Stark gestiegen ist auch die Zahl der erteilten Baugenehmigungen für neue Wohnungen in neuen Nichtwohngebäuden: Die insgesamt 600 Wohnungen dieser Art bedeuten Plus von 73,7 Prozent gegenüber dem Vorjahreszeitraum. „Hierunter fallen zum Beispiel Hausmeisterwohnungen in Schulgebäuden oder Wohnungen in Innenstadtlagen über Gewerbeflächen“, erklärt das Statistische Bundesamt hierzu.

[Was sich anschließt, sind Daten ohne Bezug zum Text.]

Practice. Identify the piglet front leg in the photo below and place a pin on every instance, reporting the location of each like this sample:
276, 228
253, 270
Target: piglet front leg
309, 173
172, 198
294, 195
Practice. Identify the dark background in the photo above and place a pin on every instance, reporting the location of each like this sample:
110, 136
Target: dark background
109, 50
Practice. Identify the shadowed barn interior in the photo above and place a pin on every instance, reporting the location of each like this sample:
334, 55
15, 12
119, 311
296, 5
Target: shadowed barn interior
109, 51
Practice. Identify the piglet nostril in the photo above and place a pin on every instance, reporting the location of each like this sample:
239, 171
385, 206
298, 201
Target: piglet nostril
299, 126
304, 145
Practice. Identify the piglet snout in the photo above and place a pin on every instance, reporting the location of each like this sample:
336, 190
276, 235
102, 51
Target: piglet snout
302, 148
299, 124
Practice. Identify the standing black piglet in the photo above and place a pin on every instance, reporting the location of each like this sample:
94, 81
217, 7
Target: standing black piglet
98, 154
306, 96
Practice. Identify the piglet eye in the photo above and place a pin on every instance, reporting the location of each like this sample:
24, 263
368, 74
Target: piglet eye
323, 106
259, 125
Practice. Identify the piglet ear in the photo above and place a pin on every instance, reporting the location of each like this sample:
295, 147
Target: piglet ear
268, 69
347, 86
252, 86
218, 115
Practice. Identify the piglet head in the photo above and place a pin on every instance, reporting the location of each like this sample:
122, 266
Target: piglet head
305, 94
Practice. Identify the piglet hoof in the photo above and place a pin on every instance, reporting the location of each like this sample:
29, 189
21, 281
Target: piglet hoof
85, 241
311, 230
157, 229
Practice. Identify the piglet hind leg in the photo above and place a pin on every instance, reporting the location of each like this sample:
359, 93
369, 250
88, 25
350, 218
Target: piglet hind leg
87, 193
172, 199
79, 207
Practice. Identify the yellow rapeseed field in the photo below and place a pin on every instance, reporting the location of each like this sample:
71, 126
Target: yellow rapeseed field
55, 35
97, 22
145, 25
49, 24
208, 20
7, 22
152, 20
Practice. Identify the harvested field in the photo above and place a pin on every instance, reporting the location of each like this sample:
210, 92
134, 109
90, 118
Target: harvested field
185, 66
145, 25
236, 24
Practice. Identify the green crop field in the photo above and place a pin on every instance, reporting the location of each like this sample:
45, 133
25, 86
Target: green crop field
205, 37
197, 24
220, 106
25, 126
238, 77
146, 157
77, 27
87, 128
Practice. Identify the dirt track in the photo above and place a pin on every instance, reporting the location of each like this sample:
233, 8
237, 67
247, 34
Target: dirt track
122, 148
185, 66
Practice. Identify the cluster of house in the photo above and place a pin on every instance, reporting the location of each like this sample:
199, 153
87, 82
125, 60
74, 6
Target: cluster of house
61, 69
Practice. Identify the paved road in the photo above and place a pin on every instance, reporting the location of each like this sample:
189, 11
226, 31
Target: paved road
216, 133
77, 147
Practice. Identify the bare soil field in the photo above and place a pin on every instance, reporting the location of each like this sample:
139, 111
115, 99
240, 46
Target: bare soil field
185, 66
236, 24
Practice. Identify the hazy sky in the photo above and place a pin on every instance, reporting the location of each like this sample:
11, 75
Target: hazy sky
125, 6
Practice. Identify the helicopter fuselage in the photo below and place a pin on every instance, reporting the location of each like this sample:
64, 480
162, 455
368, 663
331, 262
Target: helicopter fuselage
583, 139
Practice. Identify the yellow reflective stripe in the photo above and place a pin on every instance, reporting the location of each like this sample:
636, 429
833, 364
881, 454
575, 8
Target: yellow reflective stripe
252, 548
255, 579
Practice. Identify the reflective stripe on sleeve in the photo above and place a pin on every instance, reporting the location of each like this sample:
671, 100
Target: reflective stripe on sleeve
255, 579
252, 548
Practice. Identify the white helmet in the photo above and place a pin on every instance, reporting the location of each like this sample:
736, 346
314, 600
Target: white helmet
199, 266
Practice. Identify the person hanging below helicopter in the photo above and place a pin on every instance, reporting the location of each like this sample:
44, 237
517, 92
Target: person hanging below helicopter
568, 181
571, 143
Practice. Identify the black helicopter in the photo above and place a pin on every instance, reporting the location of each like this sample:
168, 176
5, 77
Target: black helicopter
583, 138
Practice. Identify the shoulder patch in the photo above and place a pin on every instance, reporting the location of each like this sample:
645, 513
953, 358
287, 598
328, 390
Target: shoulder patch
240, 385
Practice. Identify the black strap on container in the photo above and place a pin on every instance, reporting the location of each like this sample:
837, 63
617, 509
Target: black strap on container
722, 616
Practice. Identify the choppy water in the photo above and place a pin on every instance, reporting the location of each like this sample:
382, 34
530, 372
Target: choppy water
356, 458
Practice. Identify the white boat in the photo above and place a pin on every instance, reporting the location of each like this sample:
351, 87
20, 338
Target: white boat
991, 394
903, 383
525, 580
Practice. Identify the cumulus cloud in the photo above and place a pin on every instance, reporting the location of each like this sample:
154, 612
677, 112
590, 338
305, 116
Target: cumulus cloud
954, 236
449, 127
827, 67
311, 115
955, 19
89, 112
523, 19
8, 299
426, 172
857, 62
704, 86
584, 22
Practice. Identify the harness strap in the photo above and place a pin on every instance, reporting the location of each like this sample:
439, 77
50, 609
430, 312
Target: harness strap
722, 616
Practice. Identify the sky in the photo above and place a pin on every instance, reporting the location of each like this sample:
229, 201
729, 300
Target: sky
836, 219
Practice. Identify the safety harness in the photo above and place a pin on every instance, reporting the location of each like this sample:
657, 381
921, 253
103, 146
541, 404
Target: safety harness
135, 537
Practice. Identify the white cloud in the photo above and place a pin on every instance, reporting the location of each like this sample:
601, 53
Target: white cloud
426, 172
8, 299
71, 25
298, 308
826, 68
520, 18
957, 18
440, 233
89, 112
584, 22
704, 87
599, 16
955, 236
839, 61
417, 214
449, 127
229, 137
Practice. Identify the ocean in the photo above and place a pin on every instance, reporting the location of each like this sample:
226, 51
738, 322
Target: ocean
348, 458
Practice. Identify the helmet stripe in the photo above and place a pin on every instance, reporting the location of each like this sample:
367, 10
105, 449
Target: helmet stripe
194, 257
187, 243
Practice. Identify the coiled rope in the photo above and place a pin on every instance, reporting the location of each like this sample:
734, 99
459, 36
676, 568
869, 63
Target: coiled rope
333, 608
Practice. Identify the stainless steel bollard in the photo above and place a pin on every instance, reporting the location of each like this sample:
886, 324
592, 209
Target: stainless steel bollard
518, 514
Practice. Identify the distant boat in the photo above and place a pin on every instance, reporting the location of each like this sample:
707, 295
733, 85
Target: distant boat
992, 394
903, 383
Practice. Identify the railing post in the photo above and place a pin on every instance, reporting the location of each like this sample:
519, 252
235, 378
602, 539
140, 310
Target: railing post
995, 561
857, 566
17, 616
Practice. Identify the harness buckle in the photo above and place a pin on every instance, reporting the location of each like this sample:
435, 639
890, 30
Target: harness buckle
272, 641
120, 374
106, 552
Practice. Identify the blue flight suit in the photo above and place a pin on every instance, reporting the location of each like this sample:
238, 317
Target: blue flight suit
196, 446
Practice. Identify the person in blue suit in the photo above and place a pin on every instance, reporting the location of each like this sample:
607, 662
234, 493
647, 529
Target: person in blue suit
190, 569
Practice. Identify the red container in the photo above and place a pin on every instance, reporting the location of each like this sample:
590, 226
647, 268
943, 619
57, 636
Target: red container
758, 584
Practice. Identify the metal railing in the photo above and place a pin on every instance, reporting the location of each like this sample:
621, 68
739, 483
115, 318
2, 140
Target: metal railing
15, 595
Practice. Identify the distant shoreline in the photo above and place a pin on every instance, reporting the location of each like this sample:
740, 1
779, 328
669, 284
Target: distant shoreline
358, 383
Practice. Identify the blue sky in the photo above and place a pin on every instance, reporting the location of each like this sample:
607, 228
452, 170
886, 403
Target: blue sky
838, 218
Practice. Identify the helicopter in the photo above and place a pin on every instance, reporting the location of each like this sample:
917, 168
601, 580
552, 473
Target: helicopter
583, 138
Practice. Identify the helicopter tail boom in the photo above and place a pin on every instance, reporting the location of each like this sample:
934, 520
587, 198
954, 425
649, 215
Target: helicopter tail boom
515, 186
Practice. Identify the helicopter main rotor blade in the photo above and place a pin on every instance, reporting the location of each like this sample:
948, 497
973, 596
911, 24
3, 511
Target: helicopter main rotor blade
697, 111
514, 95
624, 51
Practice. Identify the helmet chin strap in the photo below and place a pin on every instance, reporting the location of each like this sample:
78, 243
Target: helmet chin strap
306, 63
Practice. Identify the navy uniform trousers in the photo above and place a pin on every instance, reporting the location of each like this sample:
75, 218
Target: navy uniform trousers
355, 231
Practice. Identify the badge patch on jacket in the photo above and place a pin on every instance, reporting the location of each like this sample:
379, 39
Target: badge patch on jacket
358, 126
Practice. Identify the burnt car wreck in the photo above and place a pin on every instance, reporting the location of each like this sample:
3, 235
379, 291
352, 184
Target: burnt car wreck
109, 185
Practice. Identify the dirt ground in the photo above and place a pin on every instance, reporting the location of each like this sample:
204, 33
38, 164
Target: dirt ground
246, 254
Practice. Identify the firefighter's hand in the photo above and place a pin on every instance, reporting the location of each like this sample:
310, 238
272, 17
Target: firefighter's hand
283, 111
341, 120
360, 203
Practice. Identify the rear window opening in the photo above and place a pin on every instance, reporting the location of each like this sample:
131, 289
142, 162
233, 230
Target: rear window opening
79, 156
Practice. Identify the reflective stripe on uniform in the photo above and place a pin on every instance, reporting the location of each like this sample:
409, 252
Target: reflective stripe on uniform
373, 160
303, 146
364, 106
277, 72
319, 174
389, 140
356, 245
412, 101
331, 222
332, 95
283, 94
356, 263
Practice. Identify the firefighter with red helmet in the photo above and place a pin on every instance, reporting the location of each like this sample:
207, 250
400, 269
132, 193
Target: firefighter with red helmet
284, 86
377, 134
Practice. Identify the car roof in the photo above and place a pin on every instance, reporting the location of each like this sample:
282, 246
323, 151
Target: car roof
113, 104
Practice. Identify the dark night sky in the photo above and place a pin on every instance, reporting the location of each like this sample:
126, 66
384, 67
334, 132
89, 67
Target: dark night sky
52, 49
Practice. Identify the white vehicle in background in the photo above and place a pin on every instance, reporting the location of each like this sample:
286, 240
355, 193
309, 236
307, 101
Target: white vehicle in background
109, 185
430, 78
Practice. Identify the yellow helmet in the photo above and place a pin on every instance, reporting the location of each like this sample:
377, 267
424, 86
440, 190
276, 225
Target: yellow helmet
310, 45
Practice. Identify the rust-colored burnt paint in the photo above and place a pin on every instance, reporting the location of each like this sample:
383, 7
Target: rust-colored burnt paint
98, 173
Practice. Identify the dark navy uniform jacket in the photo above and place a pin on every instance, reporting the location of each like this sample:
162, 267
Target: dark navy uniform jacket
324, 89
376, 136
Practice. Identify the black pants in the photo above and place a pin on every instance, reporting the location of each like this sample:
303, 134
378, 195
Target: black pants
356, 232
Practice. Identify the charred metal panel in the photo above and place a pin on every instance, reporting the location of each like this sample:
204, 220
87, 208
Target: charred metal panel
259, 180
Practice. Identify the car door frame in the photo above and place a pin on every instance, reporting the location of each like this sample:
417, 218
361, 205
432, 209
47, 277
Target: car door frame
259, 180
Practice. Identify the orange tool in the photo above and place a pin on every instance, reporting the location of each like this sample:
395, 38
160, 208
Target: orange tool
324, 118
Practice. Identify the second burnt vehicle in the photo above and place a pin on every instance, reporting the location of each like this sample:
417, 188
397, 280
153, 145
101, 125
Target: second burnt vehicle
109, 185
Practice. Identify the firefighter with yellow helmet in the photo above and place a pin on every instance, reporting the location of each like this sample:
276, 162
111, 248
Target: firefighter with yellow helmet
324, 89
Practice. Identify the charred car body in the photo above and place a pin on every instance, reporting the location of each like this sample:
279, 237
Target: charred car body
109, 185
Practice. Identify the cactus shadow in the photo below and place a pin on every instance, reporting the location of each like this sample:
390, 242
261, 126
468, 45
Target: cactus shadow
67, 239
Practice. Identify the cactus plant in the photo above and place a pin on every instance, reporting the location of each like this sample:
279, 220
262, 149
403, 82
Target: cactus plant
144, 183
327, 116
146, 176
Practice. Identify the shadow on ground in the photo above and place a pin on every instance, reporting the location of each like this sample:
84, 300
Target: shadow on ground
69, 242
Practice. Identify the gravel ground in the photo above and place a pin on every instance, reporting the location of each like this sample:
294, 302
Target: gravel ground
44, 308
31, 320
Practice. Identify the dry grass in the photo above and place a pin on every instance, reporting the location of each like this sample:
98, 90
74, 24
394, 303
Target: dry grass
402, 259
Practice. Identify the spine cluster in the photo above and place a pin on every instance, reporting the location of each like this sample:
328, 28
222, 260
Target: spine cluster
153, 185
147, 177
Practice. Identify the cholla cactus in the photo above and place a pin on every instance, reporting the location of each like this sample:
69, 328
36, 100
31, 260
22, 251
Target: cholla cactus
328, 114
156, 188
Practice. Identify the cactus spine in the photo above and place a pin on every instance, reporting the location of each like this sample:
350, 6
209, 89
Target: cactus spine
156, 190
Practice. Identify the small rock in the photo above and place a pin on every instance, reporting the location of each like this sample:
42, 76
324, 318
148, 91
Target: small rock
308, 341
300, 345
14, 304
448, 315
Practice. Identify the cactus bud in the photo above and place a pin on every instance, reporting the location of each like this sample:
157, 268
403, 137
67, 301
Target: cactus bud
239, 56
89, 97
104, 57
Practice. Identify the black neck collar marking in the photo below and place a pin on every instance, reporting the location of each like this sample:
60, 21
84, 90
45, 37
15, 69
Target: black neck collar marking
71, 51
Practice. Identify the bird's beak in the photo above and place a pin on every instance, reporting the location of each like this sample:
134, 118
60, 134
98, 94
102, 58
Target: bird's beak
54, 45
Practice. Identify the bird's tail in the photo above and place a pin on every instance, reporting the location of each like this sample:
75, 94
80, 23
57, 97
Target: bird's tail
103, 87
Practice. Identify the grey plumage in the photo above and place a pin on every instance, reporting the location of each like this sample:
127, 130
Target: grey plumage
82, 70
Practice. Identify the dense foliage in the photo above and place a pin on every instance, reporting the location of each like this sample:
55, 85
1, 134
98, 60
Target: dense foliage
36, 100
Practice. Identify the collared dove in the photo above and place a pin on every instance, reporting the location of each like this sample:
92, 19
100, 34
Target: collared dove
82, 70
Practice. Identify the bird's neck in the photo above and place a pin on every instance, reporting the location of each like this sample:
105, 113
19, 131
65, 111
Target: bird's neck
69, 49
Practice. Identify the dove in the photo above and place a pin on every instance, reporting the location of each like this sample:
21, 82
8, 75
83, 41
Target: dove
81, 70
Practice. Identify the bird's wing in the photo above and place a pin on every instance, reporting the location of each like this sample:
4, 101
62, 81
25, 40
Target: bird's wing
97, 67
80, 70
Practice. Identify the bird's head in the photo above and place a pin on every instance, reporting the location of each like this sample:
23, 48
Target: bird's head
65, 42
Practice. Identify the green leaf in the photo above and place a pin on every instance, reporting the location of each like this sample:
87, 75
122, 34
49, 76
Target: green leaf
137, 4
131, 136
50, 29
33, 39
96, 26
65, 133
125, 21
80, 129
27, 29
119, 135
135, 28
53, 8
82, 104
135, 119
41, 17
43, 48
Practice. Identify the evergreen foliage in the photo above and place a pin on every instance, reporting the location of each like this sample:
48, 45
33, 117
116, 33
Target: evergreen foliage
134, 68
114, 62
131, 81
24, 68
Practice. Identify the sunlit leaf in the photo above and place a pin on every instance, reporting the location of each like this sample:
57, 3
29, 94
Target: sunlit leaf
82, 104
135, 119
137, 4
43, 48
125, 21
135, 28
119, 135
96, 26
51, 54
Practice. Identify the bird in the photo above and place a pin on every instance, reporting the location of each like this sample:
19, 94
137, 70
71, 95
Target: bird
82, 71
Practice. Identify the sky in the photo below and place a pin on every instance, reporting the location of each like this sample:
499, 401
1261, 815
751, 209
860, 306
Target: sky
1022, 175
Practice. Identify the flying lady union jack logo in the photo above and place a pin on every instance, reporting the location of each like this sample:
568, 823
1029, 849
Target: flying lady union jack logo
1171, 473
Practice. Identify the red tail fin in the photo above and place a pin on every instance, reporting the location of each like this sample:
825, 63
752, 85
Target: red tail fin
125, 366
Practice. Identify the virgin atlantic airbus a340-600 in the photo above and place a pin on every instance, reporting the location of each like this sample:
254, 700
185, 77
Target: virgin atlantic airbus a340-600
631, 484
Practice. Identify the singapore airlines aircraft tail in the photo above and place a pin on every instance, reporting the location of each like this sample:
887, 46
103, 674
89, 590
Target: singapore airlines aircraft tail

Mehr Baugenehmigungen – wenig Optimismus

Die Zahl der erteilten Baugenehmigungen gilt als wichtiger Frühindikator für die zukünftige Bautätigkeit. Wohnungen, die heute nicht genehmigt werden, können zukünftig auch nicht gebaut werden. Mehr als die Voraussetzung zu Bau ist mit der Baugenehmigung allerdings nicht geschaffen: Längst nicht jede genehmigte Wohnung wird auch wirklich zeitnah errichtet. Angesichts der aktuellen wirtschaftlichen Rahmenbedingungen sind Zweifel angebracht, ob der Anstieg der Genehmigungszahlen ähnlich stark steigende Fertigstellungszahlen zur Folge haben wird. Vielmehr könnte es sein, dass letztlich vor allem der Bauüberhang steigt.

So dürften einerseits tendenziell wieder steigende Bauzinsen die Finanzierung der genehmigten Projekte erschweren. Andererseits dürften sich auch die im Zuge des Irankrieges deutlich gestiegenen Energiekosten in steigenden Baukosten niederschlagen. In der Bauwirtschaft herrscht deshalb trotz der steigenden Baugenehmigungszahlen aktuell kein großer Optimismus. So ist der vom ifo-Institut errechnete Geschäftsklimaindex der Baubranche negativ und im April von -19,3 Punkten noch weiter gefallen auf -28,4 Punkte. Es ist also davon auszugehen, dass die Lage im Wohnungsbau vorerst schwierig bleibt.